# how do you access the sdcard



## piiman (Aug 21, 2011)

How do you access the sdcard on this phone? I can see it when I attach to the PC but the SDCARD on the phone is the internal storage and apps can't seem to see it either.


----------



## Rrrracer (Dec 20, 2011)

The physical SD card is located in /mnt/extSdCard. Kind of a pain in the arse for sure!


----------



## PB64Craig (Jun 15, 2011)

piiman said:


> How do you access the sdcard on this phone? I can see it when I attach to the PC but the SDCARD on the phone is the internal storage and apps can't seem to see it either.


I have been using astro file manager.


----------



## piiman (Aug 21, 2011)

Rrrracer said:


> The physical SD card is located in /mnt/extSdCard.

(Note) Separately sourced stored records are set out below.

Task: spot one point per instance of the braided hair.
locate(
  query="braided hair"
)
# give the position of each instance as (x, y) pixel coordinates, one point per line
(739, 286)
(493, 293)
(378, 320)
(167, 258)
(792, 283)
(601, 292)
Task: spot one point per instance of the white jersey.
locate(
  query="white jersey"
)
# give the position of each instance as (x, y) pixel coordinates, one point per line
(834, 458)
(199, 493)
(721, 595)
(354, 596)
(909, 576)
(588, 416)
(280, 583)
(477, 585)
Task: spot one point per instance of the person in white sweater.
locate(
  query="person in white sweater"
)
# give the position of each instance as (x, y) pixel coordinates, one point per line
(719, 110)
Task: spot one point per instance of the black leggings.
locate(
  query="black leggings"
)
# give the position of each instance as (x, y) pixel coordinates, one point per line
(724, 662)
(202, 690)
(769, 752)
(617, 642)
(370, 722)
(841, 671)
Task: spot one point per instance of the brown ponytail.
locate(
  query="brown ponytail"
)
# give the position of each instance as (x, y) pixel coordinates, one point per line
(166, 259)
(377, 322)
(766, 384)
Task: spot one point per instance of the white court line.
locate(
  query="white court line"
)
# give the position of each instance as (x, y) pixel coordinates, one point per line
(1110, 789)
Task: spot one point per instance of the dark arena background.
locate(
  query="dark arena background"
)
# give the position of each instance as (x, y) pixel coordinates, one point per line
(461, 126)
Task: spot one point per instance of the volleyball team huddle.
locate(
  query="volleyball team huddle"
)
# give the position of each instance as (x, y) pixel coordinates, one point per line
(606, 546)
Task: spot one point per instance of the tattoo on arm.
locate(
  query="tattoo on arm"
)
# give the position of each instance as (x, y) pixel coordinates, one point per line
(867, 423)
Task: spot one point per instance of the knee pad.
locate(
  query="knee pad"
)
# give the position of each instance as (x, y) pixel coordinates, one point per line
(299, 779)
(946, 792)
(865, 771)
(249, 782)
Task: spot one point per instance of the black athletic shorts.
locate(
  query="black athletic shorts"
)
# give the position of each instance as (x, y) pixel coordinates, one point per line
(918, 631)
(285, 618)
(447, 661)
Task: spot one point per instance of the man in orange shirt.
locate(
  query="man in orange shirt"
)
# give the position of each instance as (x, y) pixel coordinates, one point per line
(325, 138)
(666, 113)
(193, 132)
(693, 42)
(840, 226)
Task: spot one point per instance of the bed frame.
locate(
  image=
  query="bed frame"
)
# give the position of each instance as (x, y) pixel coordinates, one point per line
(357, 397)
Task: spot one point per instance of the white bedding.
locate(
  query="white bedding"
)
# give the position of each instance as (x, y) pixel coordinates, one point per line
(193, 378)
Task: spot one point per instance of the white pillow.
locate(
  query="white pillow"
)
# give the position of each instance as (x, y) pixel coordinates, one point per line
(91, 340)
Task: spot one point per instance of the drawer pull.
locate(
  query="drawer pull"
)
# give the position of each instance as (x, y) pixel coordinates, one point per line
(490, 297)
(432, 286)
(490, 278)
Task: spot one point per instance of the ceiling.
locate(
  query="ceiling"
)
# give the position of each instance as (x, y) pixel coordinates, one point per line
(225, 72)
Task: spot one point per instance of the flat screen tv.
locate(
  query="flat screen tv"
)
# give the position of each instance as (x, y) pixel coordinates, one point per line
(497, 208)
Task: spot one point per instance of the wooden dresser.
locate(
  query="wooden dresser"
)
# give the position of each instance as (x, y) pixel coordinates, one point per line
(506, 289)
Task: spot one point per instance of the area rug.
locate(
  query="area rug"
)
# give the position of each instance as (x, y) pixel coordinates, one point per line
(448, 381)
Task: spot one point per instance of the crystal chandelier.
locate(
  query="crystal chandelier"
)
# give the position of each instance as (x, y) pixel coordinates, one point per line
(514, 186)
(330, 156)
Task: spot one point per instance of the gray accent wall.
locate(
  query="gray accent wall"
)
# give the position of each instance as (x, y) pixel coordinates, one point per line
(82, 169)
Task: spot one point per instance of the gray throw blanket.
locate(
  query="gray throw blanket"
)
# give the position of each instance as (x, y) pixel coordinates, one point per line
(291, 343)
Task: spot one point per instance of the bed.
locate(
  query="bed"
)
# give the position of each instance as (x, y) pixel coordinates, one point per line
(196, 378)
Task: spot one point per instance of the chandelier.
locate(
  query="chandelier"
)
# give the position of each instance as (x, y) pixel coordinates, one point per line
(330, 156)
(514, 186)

Kind of a pain in the arse for sure!


I know that I just can't access it with a root explorer . Nor does Titanuim backup see its folder that is on the sd card.


----------



## piiman (Aug 21, 2011)

PB64Craig said:


> I have been using astro file manager.


What does it moount as SDCARD? and if so then what does the internal stoage mount as?


----------



## johnomaz (Jul 18, 2011)

piiman said:


> What does it moount as SDCARD? and if so then what does the internal stoage mount as?


The internal storage is what is mounting as SDCARD. The micro SD you put in it mounts as ExtSDCARD. You also can't tell the phone to use the ExtSDCARD primarily as far as I can tell except you can change the storage location of the camera to it. Honestly, its only good for storing music and movies on really.

Also, I can't get Astro to see the ExtSDCARD. It only sees the internal storage.


----------



## bigmook (Jun 6, 2011)

You need to scroll up and click .mnt


----------